Re: [PATCH RFC 0/8] fs: support freeze/thaw/mark_dead/sync with shared devices

From: Gao Xiang

Date: Tue Jun 02 2026 - 12:21:02 EST


Hi,

On 2026/6/2 18:10, Christian Brauner wrote:
Note, this is on the border between RFC/POC and so I haven't pushed this
through testing yet. But I don't want to waste more time on this before
showing it.

I surveyed various fs implementations because I want the ability to
extend userspace the ability to manage what devices can be onlined in a
centralized way without having to force every fs to care about this.

I realized that erofs allows sharing block devices with multiple
superblocks. Any freeze, thaw, removal, or sync on those devices will
not be communicated to the superblocks using it and our current
infrastructure is unable to deal with this.

This attempts to add the ability to go from device number to all the
superblock using that device, iterate through them one-by-one and
perform actions on them. For most fses this is a 1:1 mapping but for
erofs its a 1:many mapping.

This is not unreasonable infastructure to support in my opinion.

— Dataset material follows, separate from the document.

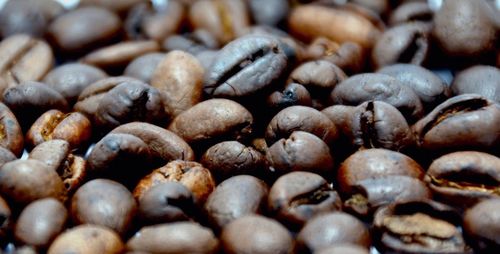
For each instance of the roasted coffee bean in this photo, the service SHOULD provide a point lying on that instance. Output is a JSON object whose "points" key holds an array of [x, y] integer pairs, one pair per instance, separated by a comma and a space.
{"points": [[11, 135], [73, 127], [482, 225], [230, 158], [371, 193], [463, 178], [166, 202], [256, 234], [481, 79], [56, 154], [121, 157], [462, 122], [300, 118], [71, 79], [339, 25], [376, 124], [191, 174], [143, 67], [87, 239], [164, 145], [331, 229], [177, 237], [372, 163], [212, 121], [24, 181], [410, 12], [31, 99], [179, 79], [298, 196], [234, 198], [225, 19], [40, 222], [405, 43], [24, 58], [419, 227], [301, 151], [84, 29], [104, 202], [372, 86], [119, 55], [245, 66], [145, 21], [466, 29], [429, 87]]}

I
played around with some ideas for this and I want to send out an RFC to
gather some early input.

Yes, just a side note: On the erofs side, since we apply immutable
model to each filesystems rather than writable filesystem approaches
so inode data (in devices or files) can be shared among multiple
different filesystems without any reference count needs for example
(in the similar models: any write needs to be COWed using overlayfs
for example.), so blob devices are 1:many shared mapping by design.

One typical example is that we could convert each OCI tar layer
into an erofs blob, and use a metadata-only erofs to index these
converted erofs blobs so there is only one filesystem instead of
per-layer filesystems (it's called fsmerge in the containerd
implementation.), but each converted erofs blob can be shared
among different filesystems.

Another example is incremental diff updates, the primary device
can only contain incremental data and refer to the base image for
the remaining data; and base image can be shared too.

Thanks,
Gao Xiang